Cyberattacks are definitely on the rise at the moment, regardless of the country! This time, anonymous cybersecurity researchers communicated to Bleeping Computer a large-scale leak concerning hundreds of millions of hacked personal accounts, from the main platforms and social networks such as Facebook, X.com, Instagram and Tinder. Indeed, they discovered no less than 361 million unique hacked identifiers (usernames, email addresses and passwords in plain text) on Telegram channels, a platform particularly popular with hackers for exchanging illegal information. A real gold mine for cybercriminals!
All these new hacked email addresses have been added to Have I Been Pwned? (HIBP), the free online service that allows users to check whether their account credentials and other data have been compromised in one or more data breaches. According to Troy Hunt, the creator of the service, 151 million of them had never been listed in the database. Are you affected?

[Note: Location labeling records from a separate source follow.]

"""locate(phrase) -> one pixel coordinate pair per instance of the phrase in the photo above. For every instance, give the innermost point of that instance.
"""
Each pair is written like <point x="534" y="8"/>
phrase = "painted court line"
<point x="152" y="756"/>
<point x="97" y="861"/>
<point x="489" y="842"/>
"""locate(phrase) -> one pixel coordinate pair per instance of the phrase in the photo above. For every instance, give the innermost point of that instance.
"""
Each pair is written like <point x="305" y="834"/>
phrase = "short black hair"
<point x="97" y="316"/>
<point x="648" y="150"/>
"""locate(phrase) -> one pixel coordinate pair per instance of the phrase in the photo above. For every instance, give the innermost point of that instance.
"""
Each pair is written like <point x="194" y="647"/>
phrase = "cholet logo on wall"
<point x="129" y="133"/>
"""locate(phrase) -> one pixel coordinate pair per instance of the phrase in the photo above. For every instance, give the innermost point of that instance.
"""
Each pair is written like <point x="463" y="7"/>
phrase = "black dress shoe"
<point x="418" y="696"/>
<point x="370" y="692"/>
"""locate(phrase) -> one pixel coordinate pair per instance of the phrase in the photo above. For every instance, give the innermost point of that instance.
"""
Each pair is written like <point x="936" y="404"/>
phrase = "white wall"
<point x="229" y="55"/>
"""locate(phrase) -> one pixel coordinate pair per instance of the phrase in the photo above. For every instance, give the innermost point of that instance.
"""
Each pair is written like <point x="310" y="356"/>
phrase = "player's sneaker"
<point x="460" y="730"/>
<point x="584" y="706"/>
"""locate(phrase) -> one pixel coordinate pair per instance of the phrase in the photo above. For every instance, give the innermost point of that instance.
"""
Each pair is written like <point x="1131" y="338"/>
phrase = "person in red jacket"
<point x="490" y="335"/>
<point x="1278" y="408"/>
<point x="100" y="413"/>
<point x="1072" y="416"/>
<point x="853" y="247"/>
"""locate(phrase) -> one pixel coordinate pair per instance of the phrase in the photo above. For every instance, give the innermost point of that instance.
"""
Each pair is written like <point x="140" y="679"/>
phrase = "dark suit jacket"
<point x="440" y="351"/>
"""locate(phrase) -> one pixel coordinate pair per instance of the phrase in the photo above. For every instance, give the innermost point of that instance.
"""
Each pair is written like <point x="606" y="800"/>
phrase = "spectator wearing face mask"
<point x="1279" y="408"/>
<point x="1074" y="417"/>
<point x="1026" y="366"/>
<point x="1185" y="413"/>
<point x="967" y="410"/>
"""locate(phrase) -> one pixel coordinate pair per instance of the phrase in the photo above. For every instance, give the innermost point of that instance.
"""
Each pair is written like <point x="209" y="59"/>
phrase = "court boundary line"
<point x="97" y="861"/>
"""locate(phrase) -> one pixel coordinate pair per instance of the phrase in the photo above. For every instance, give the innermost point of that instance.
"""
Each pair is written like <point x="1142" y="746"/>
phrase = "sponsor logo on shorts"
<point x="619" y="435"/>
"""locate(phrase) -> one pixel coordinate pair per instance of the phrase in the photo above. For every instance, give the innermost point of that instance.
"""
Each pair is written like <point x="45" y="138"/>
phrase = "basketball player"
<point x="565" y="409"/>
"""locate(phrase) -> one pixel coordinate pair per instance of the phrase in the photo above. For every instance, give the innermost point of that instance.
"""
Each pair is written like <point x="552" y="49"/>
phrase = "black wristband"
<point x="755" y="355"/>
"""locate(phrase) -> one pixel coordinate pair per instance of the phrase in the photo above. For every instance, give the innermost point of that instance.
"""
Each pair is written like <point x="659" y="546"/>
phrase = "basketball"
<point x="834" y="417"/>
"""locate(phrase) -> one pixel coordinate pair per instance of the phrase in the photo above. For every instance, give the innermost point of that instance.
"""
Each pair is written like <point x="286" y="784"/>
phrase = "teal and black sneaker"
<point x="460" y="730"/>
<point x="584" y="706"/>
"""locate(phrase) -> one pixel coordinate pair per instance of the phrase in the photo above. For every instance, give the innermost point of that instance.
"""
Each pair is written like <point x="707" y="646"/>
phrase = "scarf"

Hacking on Telegram: are you affected?
The massive cache of compromised credentials, which contained more than 1,700 files from thousands of Telegram channels, was passed to Troy Hunt. Some files contained email address/password combinations, while others listed URLs containing credentials, usually in the form: online service domain/login, checkout, confirm, reset-password:address electronic:password.
With such a large data set, it’s impossible to verify that all leaked credentials are legitimate, much less whether your personal data is part of this massive leak. We can only advise you to check if this is the case using Have I Been Pwned, the tool created by Troy Hunt. In just a few clicks, you can check if your email addresses or phone numbers are among the 361 million unique identifiers hacked.
If your information ever appears in the database, immediately change your password as well as those of your other accounts which are identical – remember, you absolutely must have a strong and unique password for each of your accounts! If you haven’t already, enable two-factor authentication. Remember to terminate existing sessions in order to exclude possible unauthorized users. And, as usual, stay vigilant against possible phishing attempts! If you ever receive an email or SMS that you find suspicious, do not hesitate to use verification tools like Scamio, a free chatbot capable of analyzing communications received and detecting fraud attempts, or Orange Cybersecure, a participatory portal which allows any Internet user to check if a link is malicious (see our article).